As the grey seal colony on the east Norfolk coastline keeps on expanding, the Friends of Horsey Seals (FoHS) have launched an urgent appeal for more volunteers to become seal wardens.

Despite a difficult year for everyone with the Covid 19 restrictions, a record number of grey seals are expected to haul out onto Horsey and Winterton Beaches from late October to give birth to their distinctive white furred pups. People come from all over the world to see this amazing natural spectacle. Seals are packed in close proximity, and there is the extra drama of 300-kilo male bull seals fighting each other for the privilege to mate with the cows. Last year more than 2000 pups were born.

With well over a hundred thousand visitors, the wardens play a vital role to protect the seal colony from unnecessary human disturbance. While most visitors are respectful of the seal’s vulnerability and keep their distance, a number of young seals die each year after people get too close and scare the mother away leaving her pup to die of starvation.

Photo: Glenn Mingham

During the breeding season, between November and January the wardens cordon off the beach at Horsey, not only to protect the seals but also to keep the visitors safe.

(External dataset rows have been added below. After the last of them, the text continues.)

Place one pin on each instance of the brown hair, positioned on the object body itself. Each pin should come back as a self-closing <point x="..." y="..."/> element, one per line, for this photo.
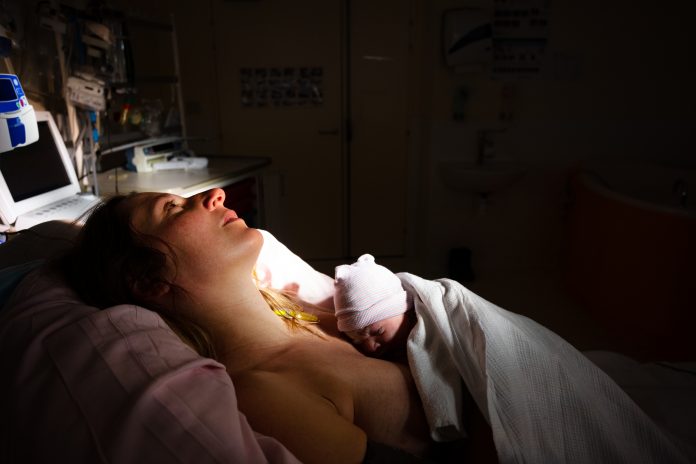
<point x="111" y="258"/>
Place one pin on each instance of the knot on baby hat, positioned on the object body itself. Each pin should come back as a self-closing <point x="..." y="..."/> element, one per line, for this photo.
<point x="366" y="292"/>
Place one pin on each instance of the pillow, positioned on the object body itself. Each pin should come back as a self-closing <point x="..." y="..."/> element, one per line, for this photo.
<point x="117" y="385"/>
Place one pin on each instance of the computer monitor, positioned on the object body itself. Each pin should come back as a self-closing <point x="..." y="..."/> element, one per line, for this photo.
<point x="36" y="175"/>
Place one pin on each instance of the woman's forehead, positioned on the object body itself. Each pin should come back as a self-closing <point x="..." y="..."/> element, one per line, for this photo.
<point x="140" y="207"/>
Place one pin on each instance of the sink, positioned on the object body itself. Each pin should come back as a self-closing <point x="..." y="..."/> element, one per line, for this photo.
<point x="469" y="177"/>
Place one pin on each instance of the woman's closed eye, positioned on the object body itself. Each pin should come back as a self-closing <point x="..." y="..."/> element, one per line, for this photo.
<point x="171" y="205"/>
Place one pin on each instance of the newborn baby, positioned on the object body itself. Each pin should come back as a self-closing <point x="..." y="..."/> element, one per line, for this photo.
<point x="372" y="308"/>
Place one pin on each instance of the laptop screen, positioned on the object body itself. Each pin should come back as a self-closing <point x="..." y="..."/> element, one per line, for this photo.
<point x="20" y="167"/>
<point x="36" y="175"/>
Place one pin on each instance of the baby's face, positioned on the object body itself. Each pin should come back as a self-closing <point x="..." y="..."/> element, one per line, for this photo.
<point x="382" y="336"/>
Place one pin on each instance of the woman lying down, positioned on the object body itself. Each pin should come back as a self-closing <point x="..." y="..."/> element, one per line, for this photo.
<point x="192" y="260"/>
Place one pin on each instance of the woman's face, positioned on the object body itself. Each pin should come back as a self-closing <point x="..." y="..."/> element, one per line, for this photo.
<point x="207" y="239"/>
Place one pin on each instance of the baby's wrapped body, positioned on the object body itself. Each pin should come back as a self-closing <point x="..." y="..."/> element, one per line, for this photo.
<point x="544" y="400"/>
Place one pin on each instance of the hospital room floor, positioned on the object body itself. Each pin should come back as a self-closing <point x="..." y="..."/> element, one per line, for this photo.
<point x="540" y="296"/>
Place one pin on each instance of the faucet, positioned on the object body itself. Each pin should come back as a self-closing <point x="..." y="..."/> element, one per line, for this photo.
<point x="486" y="145"/>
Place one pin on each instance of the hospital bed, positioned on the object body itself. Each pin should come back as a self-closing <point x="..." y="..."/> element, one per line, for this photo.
<point x="117" y="385"/>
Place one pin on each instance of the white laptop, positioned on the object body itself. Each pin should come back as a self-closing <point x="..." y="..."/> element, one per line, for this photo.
<point x="38" y="182"/>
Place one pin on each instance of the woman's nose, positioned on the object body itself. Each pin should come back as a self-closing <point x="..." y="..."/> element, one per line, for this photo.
<point x="213" y="198"/>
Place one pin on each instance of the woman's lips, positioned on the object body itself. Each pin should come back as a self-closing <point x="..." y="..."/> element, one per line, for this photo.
<point x="230" y="216"/>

They are also on hand to answer and questions about these magnificent wild animals and guide people to the best viewing spots.  

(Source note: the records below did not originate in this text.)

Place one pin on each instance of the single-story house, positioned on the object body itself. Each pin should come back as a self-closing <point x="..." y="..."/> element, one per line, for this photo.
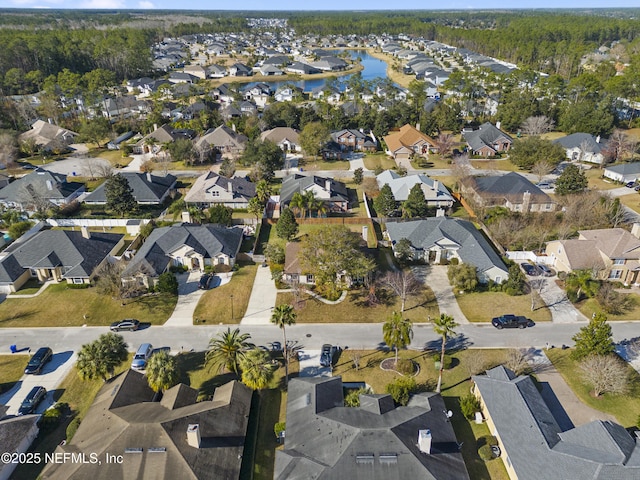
<point x="533" y="444"/>
<point x="435" y="193"/>
<point x="333" y="193"/>
<point x="176" y="437"/>
<point x="440" y="239"/>
<point x="147" y="189"/>
<point x="512" y="191"/>
<point x="488" y="140"/>
<point x="324" y="439"/>
<point x="213" y="189"/>
<point x="193" y="246"/>
<point x="582" y="147"/>
<point x="39" y="190"/>
<point x="57" y="255"/>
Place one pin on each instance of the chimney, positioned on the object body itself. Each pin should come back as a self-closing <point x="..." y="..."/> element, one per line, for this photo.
<point x="424" y="441"/>
<point x="193" y="435"/>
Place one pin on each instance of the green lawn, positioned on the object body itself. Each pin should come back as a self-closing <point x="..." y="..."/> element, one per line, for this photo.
<point x="11" y="370"/>
<point x="356" y="309"/>
<point x="482" y="307"/>
<point x="624" y="407"/>
<point x="60" y="306"/>
<point x="215" y="305"/>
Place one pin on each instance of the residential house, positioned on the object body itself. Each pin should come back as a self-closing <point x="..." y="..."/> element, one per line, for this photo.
<point x="223" y="140"/>
<point x="212" y="189"/>
<point x="512" y="191"/>
<point x="333" y="193"/>
<point x="56" y="255"/>
<point x="612" y="253"/>
<point x="324" y="439"/>
<point x="40" y="190"/>
<point x="624" y="173"/>
<point x="435" y="193"/>
<point x="48" y="136"/>
<point x="583" y="147"/>
<point x="438" y="240"/>
<point x="147" y="189"/>
<point x="488" y="140"/>
<point x="285" y="137"/>
<point x="408" y="141"/>
<point x="533" y="444"/>
<point x="193" y="246"/>
<point x="176" y="437"/>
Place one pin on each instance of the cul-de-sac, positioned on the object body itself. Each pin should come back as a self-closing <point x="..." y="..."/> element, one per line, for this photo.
<point x="302" y="245"/>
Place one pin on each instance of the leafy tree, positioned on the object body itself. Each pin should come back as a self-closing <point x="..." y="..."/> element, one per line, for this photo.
<point x="220" y="214"/>
<point x="162" y="371"/>
<point x="257" y="369"/>
<point x="463" y="276"/>
<point x="385" y="202"/>
<point x="287" y="227"/>
<point x="526" y="152"/>
<point x="100" y="358"/>
<point x="227" y="349"/>
<point x="313" y="137"/>
<point x="593" y="339"/>
<point x="119" y="195"/>
<point x="571" y="180"/>
<point x="444" y="325"/>
<point x="284" y="316"/>
<point x="397" y="332"/>
<point x="167" y="283"/>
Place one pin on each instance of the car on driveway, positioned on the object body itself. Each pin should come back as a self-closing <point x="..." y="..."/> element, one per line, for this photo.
<point x="32" y="400"/>
<point x="128" y="324"/>
<point x="37" y="362"/>
<point x="511" y="321"/>
<point x="530" y="269"/>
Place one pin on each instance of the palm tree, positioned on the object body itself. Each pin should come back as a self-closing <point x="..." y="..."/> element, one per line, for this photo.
<point x="283" y="315"/>
<point x="444" y="326"/>
<point x="257" y="369"/>
<point x="397" y="332"/>
<point x="227" y="350"/>
<point x="162" y="371"/>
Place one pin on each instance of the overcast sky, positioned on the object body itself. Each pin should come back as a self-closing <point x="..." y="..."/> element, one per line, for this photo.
<point x="315" y="4"/>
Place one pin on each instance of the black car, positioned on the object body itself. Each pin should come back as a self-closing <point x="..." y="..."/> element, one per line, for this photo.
<point x="37" y="362"/>
<point x="511" y="321"/>
<point x="32" y="400"/>
<point x="128" y="324"/>
<point x="530" y="270"/>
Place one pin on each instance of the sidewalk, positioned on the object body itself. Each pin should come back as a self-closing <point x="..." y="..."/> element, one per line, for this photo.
<point x="262" y="299"/>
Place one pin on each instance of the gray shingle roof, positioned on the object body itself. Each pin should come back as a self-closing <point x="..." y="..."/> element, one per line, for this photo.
<point x="473" y="248"/>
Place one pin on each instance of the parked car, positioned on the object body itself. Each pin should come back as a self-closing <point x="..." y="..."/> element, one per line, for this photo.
<point x="38" y="361"/>
<point x="546" y="271"/>
<point x="530" y="269"/>
<point x="128" y="324"/>
<point x="32" y="400"/>
<point x="511" y="321"/>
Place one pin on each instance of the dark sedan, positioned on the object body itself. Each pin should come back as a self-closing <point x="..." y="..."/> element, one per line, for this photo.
<point x="511" y="321"/>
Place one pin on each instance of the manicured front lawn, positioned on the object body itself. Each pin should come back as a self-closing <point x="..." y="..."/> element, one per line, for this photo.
<point x="215" y="305"/>
<point x="482" y="307"/>
<point x="355" y="309"/>
<point x="60" y="306"/>
<point x="624" y="407"/>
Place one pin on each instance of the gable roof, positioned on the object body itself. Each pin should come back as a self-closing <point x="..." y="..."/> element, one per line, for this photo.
<point x="127" y="418"/>
<point x="77" y="255"/>
<point x="326" y="440"/>
<point x="208" y="240"/>
<point x="535" y="444"/>
<point x="146" y="188"/>
<point x="473" y="248"/>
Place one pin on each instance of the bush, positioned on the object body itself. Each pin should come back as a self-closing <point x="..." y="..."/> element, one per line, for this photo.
<point x="469" y="405"/>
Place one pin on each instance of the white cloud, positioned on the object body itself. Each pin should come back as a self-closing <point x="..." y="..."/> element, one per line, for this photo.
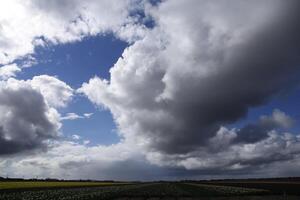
<point x="27" y="24"/>
<point x="202" y="67"/>
<point x="8" y="71"/>
<point x="76" y="137"/>
<point x="88" y="115"/>
<point x="73" y="116"/>
<point x="27" y="122"/>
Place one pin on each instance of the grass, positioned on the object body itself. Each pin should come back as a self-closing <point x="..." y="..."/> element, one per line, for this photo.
<point x="11" y="185"/>
<point x="52" y="190"/>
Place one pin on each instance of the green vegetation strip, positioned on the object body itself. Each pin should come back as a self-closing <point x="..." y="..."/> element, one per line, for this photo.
<point x="10" y="185"/>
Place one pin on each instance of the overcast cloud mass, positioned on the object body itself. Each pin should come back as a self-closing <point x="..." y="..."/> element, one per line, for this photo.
<point x="175" y="93"/>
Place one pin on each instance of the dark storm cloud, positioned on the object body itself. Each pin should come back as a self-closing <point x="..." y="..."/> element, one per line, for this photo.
<point x="190" y="75"/>
<point x="266" y="63"/>
<point x="25" y="123"/>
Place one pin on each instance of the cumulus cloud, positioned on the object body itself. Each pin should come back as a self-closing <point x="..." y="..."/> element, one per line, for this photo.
<point x="38" y="23"/>
<point x="203" y="66"/>
<point x="73" y="116"/>
<point x="26" y="120"/>
<point x="175" y="89"/>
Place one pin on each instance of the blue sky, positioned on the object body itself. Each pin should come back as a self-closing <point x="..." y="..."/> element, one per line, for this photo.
<point x="90" y="86"/>
<point x="75" y="64"/>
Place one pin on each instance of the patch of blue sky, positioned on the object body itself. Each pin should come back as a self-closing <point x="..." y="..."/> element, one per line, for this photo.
<point x="75" y="63"/>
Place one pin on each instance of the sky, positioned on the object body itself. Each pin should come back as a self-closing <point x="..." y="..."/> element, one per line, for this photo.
<point x="149" y="90"/>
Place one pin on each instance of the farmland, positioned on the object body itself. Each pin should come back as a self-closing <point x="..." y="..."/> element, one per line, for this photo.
<point x="153" y="190"/>
<point x="7" y="185"/>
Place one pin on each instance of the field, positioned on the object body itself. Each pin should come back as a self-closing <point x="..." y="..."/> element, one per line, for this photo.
<point x="7" y="185"/>
<point x="125" y="191"/>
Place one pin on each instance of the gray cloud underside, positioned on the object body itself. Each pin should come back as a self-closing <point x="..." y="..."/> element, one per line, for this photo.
<point x="187" y="77"/>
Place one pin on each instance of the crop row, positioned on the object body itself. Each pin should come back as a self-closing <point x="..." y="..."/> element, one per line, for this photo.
<point x="131" y="191"/>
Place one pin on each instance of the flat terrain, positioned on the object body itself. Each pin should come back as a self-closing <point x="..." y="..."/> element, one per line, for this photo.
<point x="137" y="191"/>
<point x="6" y="185"/>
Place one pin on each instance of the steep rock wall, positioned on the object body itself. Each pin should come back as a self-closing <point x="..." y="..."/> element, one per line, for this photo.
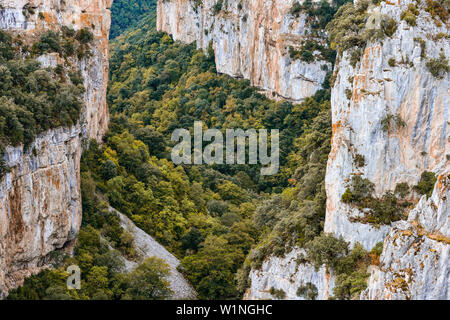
<point x="415" y="259"/>
<point x="40" y="201"/>
<point x="251" y="40"/>
<point x="408" y="90"/>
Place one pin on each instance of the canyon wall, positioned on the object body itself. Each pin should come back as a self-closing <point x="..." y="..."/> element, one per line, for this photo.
<point x="392" y="79"/>
<point x="251" y="40"/>
<point x="414" y="263"/>
<point x="40" y="200"/>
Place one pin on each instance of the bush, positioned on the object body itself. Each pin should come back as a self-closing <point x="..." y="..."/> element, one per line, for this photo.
<point x="295" y="9"/>
<point x="382" y="211"/>
<point x="410" y="15"/>
<point x="439" y="66"/>
<point x="49" y="42"/>
<point x="402" y="189"/>
<point x="438" y="9"/>
<point x="217" y="7"/>
<point x="346" y="29"/>
<point x="389" y="26"/>
<point x="278" y="293"/>
<point x="359" y="160"/>
<point x="391" y="120"/>
<point x="326" y="250"/>
<point x="426" y="183"/>
<point x="84" y="36"/>
<point x="307" y="291"/>
<point x="391" y="62"/>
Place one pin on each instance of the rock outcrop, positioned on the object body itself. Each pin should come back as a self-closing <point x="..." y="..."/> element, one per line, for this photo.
<point x="289" y="274"/>
<point x="414" y="262"/>
<point x="40" y="201"/>
<point x="390" y="80"/>
<point x="251" y="40"/>
<point x="147" y="247"/>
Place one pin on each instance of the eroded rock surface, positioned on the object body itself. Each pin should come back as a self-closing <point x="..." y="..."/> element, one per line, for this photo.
<point x="251" y="40"/>
<point x="147" y="247"/>
<point x="40" y="201"/>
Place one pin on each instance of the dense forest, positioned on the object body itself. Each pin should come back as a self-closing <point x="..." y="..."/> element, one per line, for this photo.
<point x="219" y="220"/>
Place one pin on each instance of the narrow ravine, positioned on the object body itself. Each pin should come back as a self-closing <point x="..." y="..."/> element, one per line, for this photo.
<point x="147" y="247"/>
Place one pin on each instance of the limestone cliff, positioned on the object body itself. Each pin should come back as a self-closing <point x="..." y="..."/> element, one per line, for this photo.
<point x="40" y="201"/>
<point x="391" y="79"/>
<point x="251" y="40"/>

Friends of Horsey Seals is a charity run and staffed entirely by Volunteers. It is in action all year round. The organisation’s trained rescue team are on call round the clock to save seals, many of which turn up injured or entangled in plastic rings, ropes or nets. Almost always they are badly weakened and underweight. They are caught in special net aimed at minimising trauma and taken off the beach in a stretcher designed specifically for seals made of wide webbing. They are transported to the RSPCA Hospital at East Winch. Recently a young seal, nicknamed Galactica, was discovered entangled in netting, which had been there for some time.  When a Vet removed it, he discovered a deep wound round her neck.  She receiving treatment and now recovering.

Photo: Mike Harmer

Despite the start of the pupping season in November being some months away, the opportunity of seeing the seals and their pups this year is likely to attract many thousands of visitors, assuming that Government restrictions allow. The charity says they have a responsibility to prepare and be ready.

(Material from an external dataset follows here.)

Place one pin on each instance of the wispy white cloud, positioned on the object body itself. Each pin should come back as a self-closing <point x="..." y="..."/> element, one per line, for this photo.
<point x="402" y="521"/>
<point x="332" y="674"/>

Jane Bowden, the FoHS Recruitment Coordinator, says ‘ that is why it is important to have enough trained seal wardens available to do shifts when required. The wardens do an incredible job in all weathers and there is a constant turnover, which is why we need to recruit more every year.  It is an opportunity for individuals to make a real difference’

Friends of Horsey Seals (FoHS)

Photo: FoHS A seal warden on duty

All FoHS Wardens will receive comprehensive training. This year there are workshops in mid September and early October at Somerton in addition to some practical training on the beach. They will be conducted in accordance with any Government advice on the coronavirus situation at that time.